E. M. Forster once wrote that ‘The Longest Journey' was the novel he was ‘most glad to have written', but he admitted it was ‘the least popular of my five novels.' It was his second published work, dating from 1907, following ‘Where Angels Fear to Tread' (1905) and preceding, by only a year, ‘A Room with a View.' He was 28.
It concerns a Cambridge philosophy student, Rickie Elliot – an orphan, lame in one foot – who wants to be a writer. He exists in the intense university environment, influenced by relationships with other students both intellectual and sporty, and faces a growing involvement with the beautiful Agnes Pembroke.
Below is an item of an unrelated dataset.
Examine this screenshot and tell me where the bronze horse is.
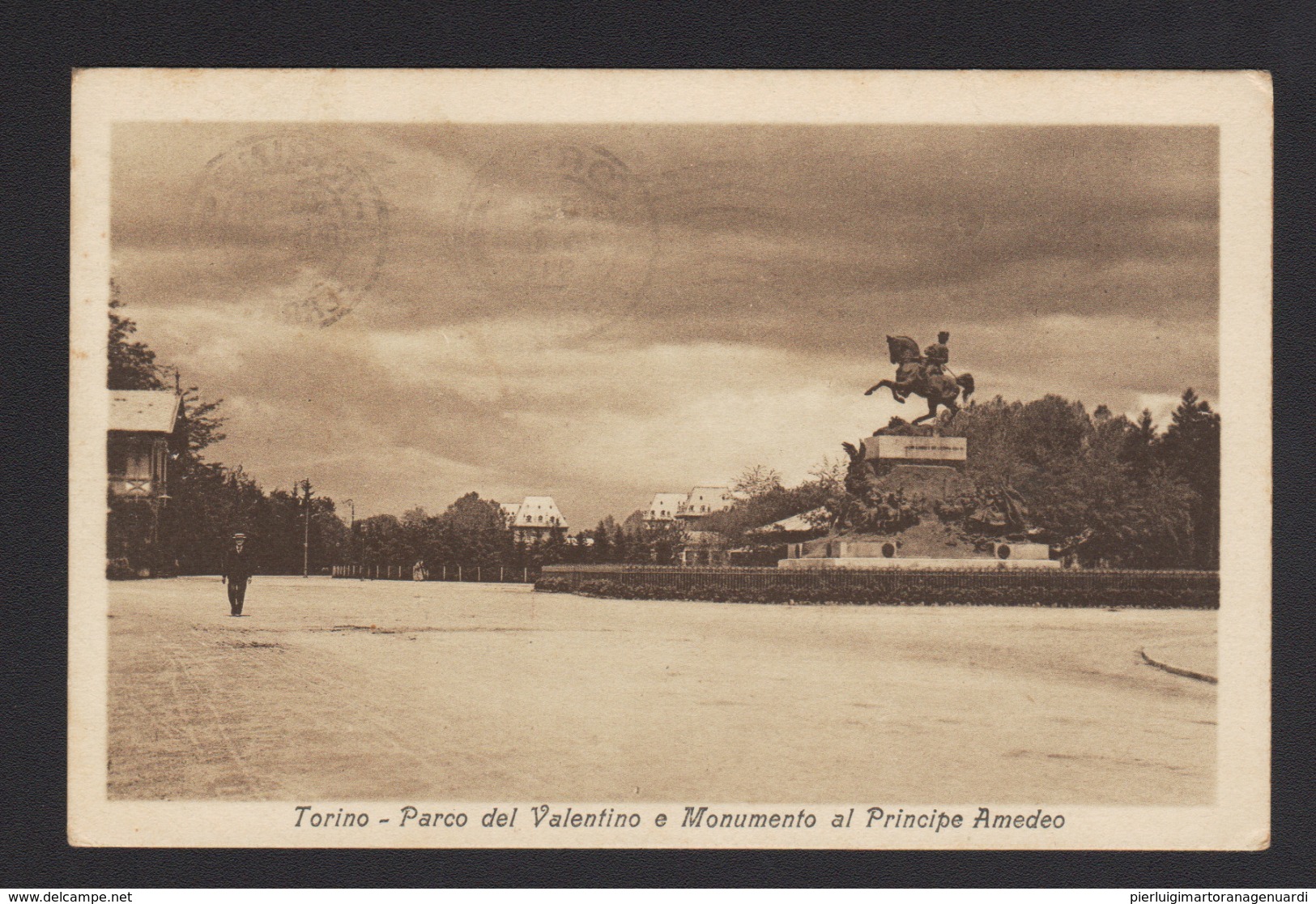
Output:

But he finds himself ill prepared for the reality of life and work in the outside world, further complicated by the unexpected appearance of a half-brother. His life moves toward compromise shaped by marriage and a teaching post. Where will this ultimately lead?
‘The Longest Journey' charts those key years of growth and change set against the, persistent, private background of personal aspiration. Forster commented, ‘In it, I have managed to get nearer than elsewhere towards what was in my mind – or rather towards that junction of mind with heart, where the creative impulse sparks.'
For 21st century readers the novel may evoke the particular atmosphere of early Edwardian England; but it shows nevertheless the writer in Forster that was to lead to the great works of ‘Howard's End' and ‘The Passage to India'.